This is the set up cell that checks for the environment and sets up the resnet model.

In [None]:
import torch
import torchvision.models as models
from torch import nn
import torch.optim as optim
from torch.optim.lr_scheduler import ReduceLROnPlateau
from torchvision import transforms
from torch.utils.data import Dataset, DataLoader
from PIL import Image
import os
import xml.etree.ElementTree as ET

# Print system information first
print(f"PyTorch version: {torch.__version__}")
print(f"CUDA available: {torch.cuda.is_available()}")
if torch.cuda.is_available():
    print(f"CUDA version: {torch.version.cuda}")
    print(f"GPU device: {torch.cuda.get_device_name()}")

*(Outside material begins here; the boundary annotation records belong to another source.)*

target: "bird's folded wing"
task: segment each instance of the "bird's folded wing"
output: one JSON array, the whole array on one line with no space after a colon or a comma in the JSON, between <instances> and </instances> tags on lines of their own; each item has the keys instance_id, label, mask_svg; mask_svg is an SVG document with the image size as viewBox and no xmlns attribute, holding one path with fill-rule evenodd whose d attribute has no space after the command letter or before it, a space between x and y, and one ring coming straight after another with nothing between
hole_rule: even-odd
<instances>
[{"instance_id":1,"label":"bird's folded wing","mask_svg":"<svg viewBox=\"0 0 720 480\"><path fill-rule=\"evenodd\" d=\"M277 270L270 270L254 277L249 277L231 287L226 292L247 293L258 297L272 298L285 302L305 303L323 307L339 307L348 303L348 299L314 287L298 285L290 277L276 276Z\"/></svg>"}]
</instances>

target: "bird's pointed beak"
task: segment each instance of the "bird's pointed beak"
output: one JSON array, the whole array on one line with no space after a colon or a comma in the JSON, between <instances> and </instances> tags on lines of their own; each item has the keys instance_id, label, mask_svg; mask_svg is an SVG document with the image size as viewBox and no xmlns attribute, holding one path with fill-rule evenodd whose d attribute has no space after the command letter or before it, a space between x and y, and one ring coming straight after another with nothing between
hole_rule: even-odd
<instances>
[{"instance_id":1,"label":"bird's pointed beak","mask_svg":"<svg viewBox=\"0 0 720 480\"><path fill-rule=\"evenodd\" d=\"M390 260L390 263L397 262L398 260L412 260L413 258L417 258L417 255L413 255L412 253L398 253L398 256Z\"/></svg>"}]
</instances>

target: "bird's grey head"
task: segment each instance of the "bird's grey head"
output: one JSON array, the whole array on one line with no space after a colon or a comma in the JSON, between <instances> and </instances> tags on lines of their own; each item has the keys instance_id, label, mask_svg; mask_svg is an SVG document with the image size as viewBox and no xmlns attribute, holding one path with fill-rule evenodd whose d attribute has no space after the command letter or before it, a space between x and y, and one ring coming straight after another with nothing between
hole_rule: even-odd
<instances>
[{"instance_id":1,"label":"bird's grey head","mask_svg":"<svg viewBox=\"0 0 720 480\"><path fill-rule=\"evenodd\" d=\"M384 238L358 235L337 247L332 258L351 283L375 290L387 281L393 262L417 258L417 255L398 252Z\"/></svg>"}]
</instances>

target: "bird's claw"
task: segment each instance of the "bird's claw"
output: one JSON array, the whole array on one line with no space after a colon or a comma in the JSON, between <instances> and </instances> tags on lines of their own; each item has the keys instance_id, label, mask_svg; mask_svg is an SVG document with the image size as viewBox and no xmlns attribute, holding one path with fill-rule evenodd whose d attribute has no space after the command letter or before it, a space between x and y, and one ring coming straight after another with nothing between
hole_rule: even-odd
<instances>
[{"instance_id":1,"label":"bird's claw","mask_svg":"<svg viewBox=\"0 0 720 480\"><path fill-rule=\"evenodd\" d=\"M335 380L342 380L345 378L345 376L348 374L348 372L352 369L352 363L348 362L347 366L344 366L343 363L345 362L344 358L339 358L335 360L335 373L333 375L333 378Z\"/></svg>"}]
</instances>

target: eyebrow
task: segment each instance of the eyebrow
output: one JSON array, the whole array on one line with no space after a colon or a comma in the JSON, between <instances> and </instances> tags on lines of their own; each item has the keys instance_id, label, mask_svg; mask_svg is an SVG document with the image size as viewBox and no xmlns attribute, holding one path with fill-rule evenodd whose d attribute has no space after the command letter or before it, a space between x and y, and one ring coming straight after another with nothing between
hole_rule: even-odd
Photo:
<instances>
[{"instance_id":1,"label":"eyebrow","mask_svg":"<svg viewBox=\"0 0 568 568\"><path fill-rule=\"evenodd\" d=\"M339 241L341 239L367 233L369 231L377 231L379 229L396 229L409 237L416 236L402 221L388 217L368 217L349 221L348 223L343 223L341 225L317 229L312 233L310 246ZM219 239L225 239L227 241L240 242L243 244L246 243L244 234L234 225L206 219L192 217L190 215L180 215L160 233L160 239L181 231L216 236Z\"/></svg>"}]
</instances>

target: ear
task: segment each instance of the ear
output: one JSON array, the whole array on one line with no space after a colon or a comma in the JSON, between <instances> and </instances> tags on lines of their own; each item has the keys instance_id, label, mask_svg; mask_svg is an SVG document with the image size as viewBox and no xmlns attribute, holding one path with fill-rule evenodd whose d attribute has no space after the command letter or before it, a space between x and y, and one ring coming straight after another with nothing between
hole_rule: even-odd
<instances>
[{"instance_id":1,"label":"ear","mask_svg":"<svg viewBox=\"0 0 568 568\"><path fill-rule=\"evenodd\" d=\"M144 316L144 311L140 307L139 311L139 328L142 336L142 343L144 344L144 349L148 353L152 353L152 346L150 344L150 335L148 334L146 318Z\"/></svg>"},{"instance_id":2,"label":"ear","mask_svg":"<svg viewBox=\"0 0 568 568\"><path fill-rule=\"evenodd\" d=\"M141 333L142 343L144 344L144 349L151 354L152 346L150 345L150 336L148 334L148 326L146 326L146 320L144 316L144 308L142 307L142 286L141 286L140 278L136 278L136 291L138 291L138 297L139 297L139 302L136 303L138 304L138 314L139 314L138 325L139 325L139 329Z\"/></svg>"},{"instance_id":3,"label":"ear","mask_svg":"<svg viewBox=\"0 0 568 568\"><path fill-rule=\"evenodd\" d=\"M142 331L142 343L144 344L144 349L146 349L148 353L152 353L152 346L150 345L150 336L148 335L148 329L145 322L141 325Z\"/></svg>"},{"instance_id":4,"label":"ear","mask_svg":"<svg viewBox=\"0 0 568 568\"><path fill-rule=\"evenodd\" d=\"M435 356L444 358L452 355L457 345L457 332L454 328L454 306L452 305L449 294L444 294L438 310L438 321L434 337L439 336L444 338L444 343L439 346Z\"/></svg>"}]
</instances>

# Initialize device without clearing cache
device = torch.device("cuda" if torch.cuda.is_available() else "cpu")
print(f"Using device: {device}")

def setup_model():
    """
    Creates a ResNet18 model with careful initialization
    """
    print("\nInitializing model...")
    try:
        # Force model to initialize on CPU
        with torch.device('cpu'):
            # Load the model
            model = models.resnet18(pretrained=True)
            # Modify the final layer
            model.fc = nn.Linear(model.fc.in_features, 40)
            print("Model initialized successfully on CPU")
        return model
    except Exception as e:
        print(f"Error in model setup: {str(e)}")
        raise

this is the DataLoader class

In [None]:
class Stanford40Dataset(Dataset):
    def __init__(self, root_dir, split='train', transform=None):
        self.root_dir = root_dir
        self.transform = transform
        self.split = split

        # Load action classes
        with open(os.path.join(root_dir, 'ImageSplits/actions.txt'), 'r') as f:
            self.classes = [line.split()[0] for line in f.readlines()[1:]]
        self.class_to_idx = {cls: idx for idx, cls in enumerate(self.classes)}

        # Build list of all images and their corresponding actions
        self.images = []
        missing_xmls = []  # Keep track of missing XML files

        for action in self.classes:
            split_file = os.path.join(root_dir, f'ImageSplits/{action}_{split}.txt')
            with open(split_file, 'r') as f:
                image_ids = [os.path.splitext(line.strip())[0] for line in f.readlines()]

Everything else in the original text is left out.